If we try to subtract a larger counting number from a smaller counting number we find that there are no members in the set of counting numbers to represent the answer in this situation. This extends the set of natural numbers to the set of integers: \(\mathbb{Z}=\{\ldots,-3,-2,-1,0,1,2,3, \ldots\} .\) The integers are represneted by the double barred \(Z\), for the German word for numbers-"zahlen." In the earliest appearances of negative numbers in the Chinese and Indian mathematical systems, negative values were often used to represent debt. Because Greek mathematics was based on Geometry, they did not use negative numbers.
Moving to multiplication and division, if we question the value of \(8 \div 2=4\) versus \(8 \div 3=?,\) we once again must expand our conception of numbers to allow for an answer to the second question \(8 \div 3=?\). Understanding ratios of whole numbers or Rational numbers allows solutions to such problems. The set of Rational numbers is represented by the double barred \(Q\), to represent a quotient:
\(\mathbb{Q}=\left\{\frac{a}{b}: a, b \in \mathbb{Z}\right\}\)

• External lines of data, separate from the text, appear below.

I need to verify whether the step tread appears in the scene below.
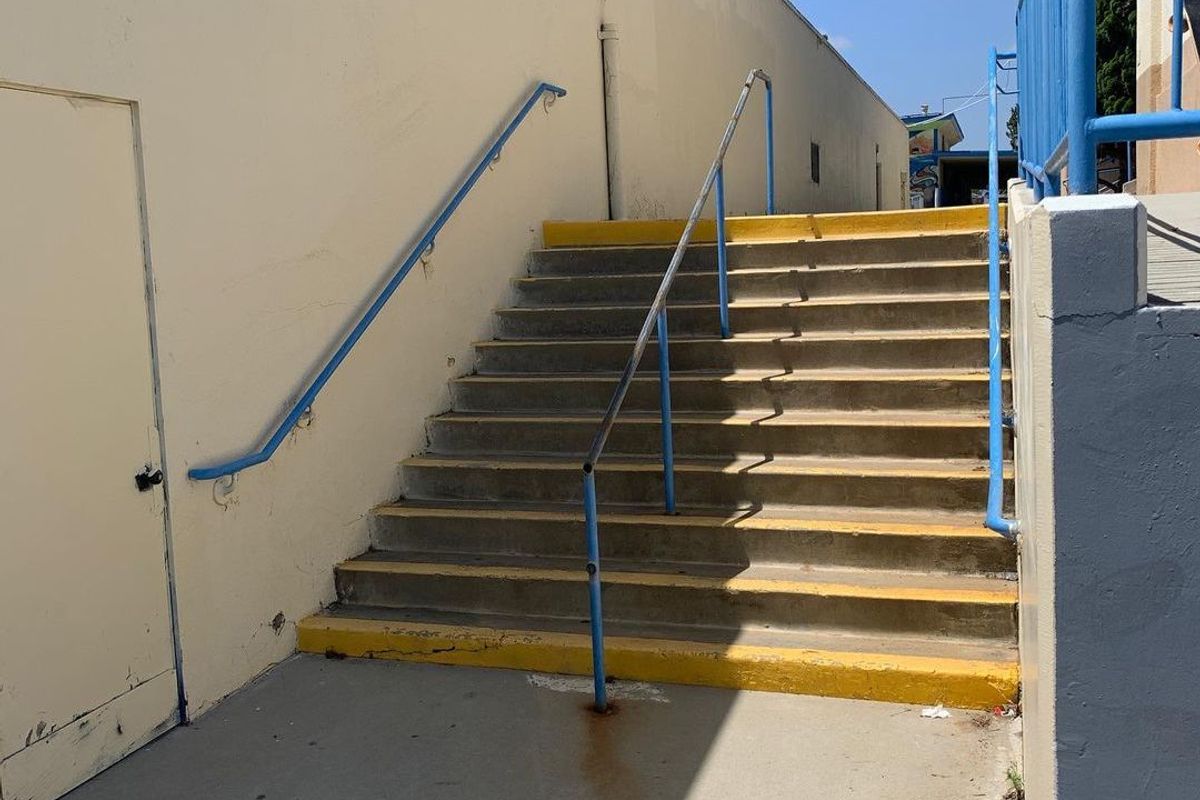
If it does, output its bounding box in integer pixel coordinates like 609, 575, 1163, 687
496, 291, 1008, 314
337, 551, 1016, 606
451, 367, 1013, 384
402, 453, 1012, 480
301, 603, 1018, 670
374, 500, 997, 540
512, 260, 988, 284
473, 327, 1008, 348
430, 410, 988, 428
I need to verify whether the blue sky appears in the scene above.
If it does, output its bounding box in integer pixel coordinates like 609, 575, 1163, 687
791, 0, 1016, 150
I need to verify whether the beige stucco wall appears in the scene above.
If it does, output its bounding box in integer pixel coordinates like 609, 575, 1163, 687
1008, 181, 1057, 800
0, 0, 906, 743
0, 0, 606, 714
1138, 0, 1200, 194
605, 0, 908, 218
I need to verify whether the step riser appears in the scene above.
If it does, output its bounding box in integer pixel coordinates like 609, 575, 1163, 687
516, 266, 988, 306
428, 419, 988, 458
336, 564, 1015, 639
402, 464, 1012, 511
528, 233, 988, 275
451, 376, 1010, 411
373, 516, 1016, 575
497, 300, 1007, 339
475, 338, 1007, 373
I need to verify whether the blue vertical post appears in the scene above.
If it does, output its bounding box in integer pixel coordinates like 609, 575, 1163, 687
1070, 0, 1096, 194
583, 464, 608, 712
984, 47, 1018, 539
716, 164, 730, 339
659, 306, 674, 513
1171, 0, 1183, 110
766, 80, 775, 215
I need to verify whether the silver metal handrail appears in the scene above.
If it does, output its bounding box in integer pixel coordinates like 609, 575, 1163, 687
583, 70, 775, 711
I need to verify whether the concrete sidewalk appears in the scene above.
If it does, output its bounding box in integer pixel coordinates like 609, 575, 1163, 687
67, 656, 1020, 800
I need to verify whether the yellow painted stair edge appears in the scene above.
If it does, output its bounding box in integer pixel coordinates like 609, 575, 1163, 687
298, 616, 1020, 709
373, 503, 996, 539
542, 205, 1007, 247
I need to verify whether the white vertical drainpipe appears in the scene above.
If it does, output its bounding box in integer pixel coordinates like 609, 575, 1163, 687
598, 23, 628, 219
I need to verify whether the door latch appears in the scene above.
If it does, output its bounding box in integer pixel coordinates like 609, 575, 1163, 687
133, 464, 162, 492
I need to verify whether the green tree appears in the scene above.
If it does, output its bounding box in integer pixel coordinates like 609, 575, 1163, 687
1096, 0, 1138, 116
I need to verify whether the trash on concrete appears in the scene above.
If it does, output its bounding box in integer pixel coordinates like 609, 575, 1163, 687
528, 673, 671, 703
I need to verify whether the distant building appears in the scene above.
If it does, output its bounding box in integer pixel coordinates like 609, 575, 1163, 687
1126, 0, 1200, 194
900, 112, 1016, 209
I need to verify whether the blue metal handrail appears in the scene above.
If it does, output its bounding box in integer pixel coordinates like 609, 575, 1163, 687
583, 70, 775, 711
1016, 0, 1200, 200
984, 48, 1020, 539
187, 82, 566, 481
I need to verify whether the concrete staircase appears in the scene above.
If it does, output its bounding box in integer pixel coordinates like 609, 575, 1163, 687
300, 210, 1018, 708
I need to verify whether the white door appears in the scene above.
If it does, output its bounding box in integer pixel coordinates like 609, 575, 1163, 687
0, 89, 178, 800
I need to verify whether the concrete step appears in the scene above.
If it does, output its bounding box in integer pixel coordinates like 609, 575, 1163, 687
335, 552, 1016, 643
450, 371, 1012, 413
373, 501, 1016, 575
475, 330, 1007, 373
496, 291, 1007, 339
528, 231, 988, 275
402, 455, 1012, 511
512, 261, 988, 306
296, 603, 1019, 709
427, 410, 988, 458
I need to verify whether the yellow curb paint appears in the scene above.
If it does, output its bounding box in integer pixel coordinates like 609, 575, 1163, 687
496, 291, 1009, 315
337, 560, 1016, 606
542, 205, 1007, 247
454, 369, 1013, 384
428, 411, 988, 429
472, 331, 1008, 349
512, 261, 988, 280
296, 616, 1019, 709
374, 505, 996, 539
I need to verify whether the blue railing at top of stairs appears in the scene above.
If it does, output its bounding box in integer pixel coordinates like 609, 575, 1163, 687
986, 0, 1200, 537
984, 48, 1019, 539
1001, 0, 1200, 200
583, 70, 775, 712
187, 82, 566, 481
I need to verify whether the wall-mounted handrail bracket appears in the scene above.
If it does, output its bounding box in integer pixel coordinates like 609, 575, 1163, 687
583, 70, 775, 711
187, 82, 566, 481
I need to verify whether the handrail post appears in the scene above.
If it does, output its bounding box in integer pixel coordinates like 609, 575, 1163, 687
984, 47, 1018, 539
583, 464, 608, 714
659, 306, 674, 513
1067, 0, 1096, 194
763, 79, 772, 216
716, 164, 730, 339
1171, 0, 1183, 112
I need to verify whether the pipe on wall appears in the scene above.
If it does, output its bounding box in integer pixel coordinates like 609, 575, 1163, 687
599, 23, 628, 219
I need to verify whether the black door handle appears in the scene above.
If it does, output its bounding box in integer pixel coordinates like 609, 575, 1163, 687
133, 467, 162, 492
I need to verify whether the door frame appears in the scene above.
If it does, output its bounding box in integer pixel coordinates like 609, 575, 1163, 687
0, 78, 191, 729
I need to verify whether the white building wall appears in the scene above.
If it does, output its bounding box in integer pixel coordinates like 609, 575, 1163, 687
605, 0, 908, 218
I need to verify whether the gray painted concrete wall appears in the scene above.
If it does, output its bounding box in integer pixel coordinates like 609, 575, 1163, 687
1013, 189, 1200, 800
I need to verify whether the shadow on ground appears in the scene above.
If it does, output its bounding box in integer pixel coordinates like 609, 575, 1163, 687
67, 656, 1019, 800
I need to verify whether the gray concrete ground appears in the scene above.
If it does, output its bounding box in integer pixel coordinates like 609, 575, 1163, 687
67, 656, 1020, 800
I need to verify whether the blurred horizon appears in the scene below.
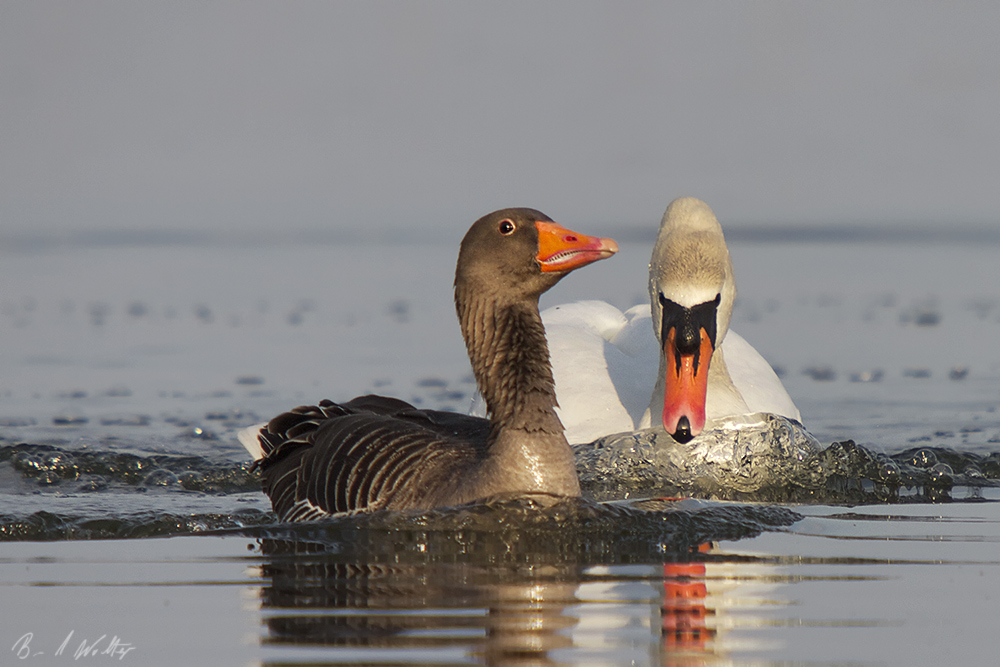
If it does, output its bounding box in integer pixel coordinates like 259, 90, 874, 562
0, 0, 1000, 237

The Greek understanding of numbers mostly stopped here. They felt that all quantities could be represented as the ratio of whole numbers. The length of the diagonal of a square whose sides are of length 1 produced considerable consternation among the Pythagoreans as a result of this. Using the Pythagorean Theorem for the diagonal of a square whose sides are of length 1 shows that the diagonal would be \(c^{2}=1^{2}+1^{2}=2,\) thus \(c=\sqrt{2} .\) This number cannot be represented as a ratio of whole numbers. This new class of numbers adds the set
of irrational numbers to the existing set of rational numbers to create the Real numbers, represented with a double barred \(\mathrm{R}\) : \(\mathbb{R}\).

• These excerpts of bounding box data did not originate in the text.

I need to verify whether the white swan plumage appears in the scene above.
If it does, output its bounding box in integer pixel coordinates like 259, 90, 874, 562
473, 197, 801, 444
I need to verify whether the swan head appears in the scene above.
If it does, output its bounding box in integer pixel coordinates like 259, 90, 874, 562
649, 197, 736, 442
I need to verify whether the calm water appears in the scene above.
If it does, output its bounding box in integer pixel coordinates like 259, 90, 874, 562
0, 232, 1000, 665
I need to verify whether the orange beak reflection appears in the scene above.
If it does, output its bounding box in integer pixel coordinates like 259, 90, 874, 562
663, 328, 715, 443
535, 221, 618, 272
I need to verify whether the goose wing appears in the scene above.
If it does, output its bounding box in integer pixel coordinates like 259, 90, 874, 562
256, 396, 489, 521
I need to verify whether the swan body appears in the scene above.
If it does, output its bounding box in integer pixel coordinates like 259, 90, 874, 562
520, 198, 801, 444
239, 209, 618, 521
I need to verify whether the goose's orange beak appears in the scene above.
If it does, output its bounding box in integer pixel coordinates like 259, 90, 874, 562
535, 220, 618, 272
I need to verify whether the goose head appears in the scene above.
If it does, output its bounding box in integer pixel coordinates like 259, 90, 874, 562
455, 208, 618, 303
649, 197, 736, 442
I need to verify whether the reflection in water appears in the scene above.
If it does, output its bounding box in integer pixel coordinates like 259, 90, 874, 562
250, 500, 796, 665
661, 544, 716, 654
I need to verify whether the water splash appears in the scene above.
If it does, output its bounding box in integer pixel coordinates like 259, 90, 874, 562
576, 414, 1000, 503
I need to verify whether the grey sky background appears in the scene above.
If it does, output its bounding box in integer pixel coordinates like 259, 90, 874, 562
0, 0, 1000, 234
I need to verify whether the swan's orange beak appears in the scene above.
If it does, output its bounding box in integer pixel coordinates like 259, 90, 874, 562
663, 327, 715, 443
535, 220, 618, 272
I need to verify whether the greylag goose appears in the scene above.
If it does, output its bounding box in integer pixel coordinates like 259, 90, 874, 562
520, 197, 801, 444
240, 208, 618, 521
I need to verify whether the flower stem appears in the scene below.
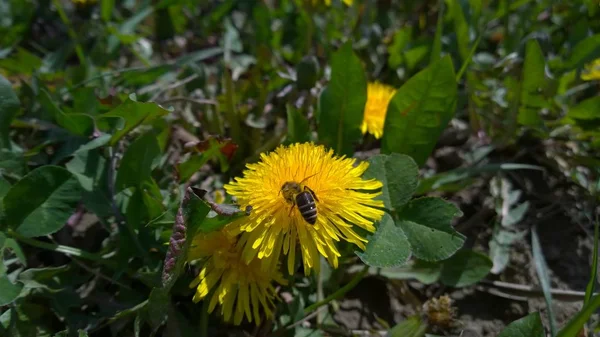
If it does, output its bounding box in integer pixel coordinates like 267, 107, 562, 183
304, 266, 369, 314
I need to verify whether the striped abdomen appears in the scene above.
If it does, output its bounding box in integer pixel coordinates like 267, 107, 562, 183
296, 191, 317, 225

This hierarchy of numbers is often represented in the following diagram:
One of the best ways to conceptualize the Real number system is on the number line - every point on the number line corresponds to a unique Real number and every Real number corresponds to a unique position on the Real number line.
After the development of the printing press in the 15 th century, Fibonacci's Liber Abaci was translated into Italian from Latin and read throughout Italy. As a result, Italy became a thriving center of mathematics until the 17 th century, when the center of European mathematics moved north to France, Germany and England.
Throughout the 1500 's Italian mathematicians such as Girolamo Cardano, Raphael Bombelli and Niccolo Fontana Tartaglia worked to extend the ideas in Fibonacci's book. They produced formulas to solve cubic ( \(x^{3}\) ), and quartic ( \(x^{4}\) ) degree equations. In solving some of these equations they found that their formulas sometimes produced negative values under a square root. None of the known number systems could accomodate this possibility. In Cardano's book on algebra Ars Magna, he encounters a problem which involves the square root of a negative number. He says, "It is clear that this case is impossible. Nevertheless we will work thus..." and he proceeds to compute a valid complex solution to the problem. Mathematicians eventually defined the complex unit \(\sqrt{-1}=i\) and then
devised a system in which all complex numbers are a combination of a Real part
\((a)\) and an "imaginary" part (bi).
The complex numbers are a two dimensional number system represented by the double barred \(C: \mathbb{C}=\{a+b i: a, b \in \mathbb{R}\},\) where \(i\) is the complex unit defined as \(i=\sqrt{-1} .\) Throughout the late 1700 's and early 1800 's mathematicians gradually moved towards a geometrical interpretation of the two-dimensional complex numbers. What is today known as the "Argand diagram" represents the real valued portion of a complex number along a horizontal axis and the multiple of the complex unit along the vertical axis.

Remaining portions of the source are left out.